The U.S. Administration should also withhold eligibility for otherwise GSP-eligible articles that are listed on the U.S. Department of Labor 2012 List of Goods Produced by Child Labor or Forced Labor until Burma demonstrates progress on eliminating systemic abuses. The Administration can then establish an inter-agency review process to determine when the supply chain for the article in question is in substantial compliance with international human rights standards.

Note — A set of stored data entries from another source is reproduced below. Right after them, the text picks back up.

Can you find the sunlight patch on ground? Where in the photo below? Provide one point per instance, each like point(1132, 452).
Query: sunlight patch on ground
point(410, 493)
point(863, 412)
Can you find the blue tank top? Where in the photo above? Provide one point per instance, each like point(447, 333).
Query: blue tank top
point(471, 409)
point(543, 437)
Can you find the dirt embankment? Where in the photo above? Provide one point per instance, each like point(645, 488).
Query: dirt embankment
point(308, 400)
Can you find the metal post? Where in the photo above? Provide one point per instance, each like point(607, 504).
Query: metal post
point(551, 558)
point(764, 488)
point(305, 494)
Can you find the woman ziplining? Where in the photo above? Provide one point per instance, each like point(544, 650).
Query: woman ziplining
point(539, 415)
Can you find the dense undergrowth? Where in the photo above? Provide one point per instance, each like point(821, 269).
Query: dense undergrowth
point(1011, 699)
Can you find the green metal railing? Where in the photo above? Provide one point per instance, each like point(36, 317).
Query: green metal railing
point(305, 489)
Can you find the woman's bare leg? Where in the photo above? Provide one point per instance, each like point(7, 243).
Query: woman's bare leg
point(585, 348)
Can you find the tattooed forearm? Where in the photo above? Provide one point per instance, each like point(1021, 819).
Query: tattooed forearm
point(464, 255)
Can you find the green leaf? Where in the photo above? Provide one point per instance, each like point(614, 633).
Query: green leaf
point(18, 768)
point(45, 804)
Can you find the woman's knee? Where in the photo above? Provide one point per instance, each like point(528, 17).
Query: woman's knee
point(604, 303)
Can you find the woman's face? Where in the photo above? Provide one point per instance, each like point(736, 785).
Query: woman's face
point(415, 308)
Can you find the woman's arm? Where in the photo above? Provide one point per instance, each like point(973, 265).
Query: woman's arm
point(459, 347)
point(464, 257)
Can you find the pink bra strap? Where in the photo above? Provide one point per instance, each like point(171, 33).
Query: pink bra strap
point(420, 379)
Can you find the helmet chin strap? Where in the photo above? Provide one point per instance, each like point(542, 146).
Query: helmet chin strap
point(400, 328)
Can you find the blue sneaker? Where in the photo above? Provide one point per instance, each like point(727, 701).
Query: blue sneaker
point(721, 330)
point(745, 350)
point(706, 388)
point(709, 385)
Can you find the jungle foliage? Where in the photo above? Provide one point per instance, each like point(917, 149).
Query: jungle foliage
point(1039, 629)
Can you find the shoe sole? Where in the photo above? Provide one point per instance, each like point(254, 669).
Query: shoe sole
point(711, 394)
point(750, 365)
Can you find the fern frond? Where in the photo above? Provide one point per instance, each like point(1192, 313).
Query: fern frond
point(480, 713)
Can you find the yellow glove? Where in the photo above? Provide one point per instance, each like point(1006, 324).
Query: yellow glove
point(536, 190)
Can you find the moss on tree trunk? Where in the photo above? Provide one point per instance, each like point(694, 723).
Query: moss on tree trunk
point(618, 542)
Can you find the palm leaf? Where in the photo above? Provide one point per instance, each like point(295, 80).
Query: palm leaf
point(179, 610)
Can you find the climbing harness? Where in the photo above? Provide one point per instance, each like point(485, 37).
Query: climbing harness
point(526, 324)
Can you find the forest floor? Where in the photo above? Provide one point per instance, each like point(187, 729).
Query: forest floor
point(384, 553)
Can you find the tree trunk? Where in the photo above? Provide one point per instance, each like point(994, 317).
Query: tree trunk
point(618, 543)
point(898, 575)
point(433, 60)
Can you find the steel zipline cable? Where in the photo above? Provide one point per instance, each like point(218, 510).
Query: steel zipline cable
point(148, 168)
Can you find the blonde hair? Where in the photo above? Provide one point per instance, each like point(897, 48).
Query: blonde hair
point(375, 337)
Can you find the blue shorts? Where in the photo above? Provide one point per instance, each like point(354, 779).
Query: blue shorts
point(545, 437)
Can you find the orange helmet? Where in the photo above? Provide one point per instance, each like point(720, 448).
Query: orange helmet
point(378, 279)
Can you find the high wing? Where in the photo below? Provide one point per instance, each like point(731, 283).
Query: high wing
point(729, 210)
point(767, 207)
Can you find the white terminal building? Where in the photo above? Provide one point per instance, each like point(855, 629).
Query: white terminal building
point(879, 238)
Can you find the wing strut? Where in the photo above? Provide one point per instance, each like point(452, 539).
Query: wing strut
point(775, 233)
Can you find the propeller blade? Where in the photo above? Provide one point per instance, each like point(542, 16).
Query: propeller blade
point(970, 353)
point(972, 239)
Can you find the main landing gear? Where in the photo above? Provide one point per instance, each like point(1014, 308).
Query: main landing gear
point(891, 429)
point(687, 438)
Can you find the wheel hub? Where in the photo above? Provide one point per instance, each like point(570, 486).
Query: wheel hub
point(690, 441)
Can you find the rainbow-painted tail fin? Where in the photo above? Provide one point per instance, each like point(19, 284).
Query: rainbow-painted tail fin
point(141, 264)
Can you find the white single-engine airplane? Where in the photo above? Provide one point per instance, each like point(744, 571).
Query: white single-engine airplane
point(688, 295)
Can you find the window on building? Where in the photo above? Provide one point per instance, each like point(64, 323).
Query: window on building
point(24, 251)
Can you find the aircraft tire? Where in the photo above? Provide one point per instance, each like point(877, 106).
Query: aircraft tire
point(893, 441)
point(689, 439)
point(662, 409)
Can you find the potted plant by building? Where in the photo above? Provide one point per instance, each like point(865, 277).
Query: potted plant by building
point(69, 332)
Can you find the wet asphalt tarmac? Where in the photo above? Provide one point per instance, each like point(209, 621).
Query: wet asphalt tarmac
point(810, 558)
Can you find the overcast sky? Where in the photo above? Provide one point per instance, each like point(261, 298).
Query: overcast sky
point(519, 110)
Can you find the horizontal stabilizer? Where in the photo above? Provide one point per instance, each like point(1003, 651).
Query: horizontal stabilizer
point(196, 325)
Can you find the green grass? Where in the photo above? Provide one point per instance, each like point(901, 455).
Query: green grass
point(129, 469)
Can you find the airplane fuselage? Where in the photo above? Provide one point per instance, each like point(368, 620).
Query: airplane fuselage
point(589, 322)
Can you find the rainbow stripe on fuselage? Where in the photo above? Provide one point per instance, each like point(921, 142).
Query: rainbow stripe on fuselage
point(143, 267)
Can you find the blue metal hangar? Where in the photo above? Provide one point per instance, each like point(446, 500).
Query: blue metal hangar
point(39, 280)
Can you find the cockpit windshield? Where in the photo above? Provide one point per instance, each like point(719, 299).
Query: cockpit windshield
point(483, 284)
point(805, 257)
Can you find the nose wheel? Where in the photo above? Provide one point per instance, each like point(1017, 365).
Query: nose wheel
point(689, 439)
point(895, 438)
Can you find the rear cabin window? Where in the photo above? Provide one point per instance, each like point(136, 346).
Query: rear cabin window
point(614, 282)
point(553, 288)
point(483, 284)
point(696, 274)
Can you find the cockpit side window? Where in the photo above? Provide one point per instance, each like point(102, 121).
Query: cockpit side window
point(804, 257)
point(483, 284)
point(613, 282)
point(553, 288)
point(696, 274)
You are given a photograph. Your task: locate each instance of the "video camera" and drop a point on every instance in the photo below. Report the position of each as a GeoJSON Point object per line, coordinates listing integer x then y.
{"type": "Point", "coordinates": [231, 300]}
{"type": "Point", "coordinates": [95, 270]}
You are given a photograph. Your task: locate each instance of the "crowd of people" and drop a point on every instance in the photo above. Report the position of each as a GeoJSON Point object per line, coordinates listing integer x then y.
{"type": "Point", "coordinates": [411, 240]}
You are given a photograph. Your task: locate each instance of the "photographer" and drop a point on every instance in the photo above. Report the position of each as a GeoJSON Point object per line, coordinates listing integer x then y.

These recommendations were sent in joint letter to President Obama from the following organizations: ALTSEAN-Burma, Burma Campaign UK, Burma Environmental Working Group, Burma Partnership, Center for International Environmental Law, EarthRights International, Forum for Democracy in Burma, Fortify Rights, Human Rights Foundation of Monland, Institute for Asian Democracy, International Labor Rights Forum, Investors Against Genocide, Kachin Environmental Organization, Karen Environmental and Social Action Network, Karen Human Rights Group, Karenni Civil Societies Network, Land Core Group of the Food Security Working Group, Mae Tao Clinic, Maukkha Education Magazine, Network for Democracy and Development, Orion Strategies, Physicians for Human Rights, Students and Youth Congress of Burma, Tavoyan Women's Union, United to End Genocide, and US Campaign for Burma.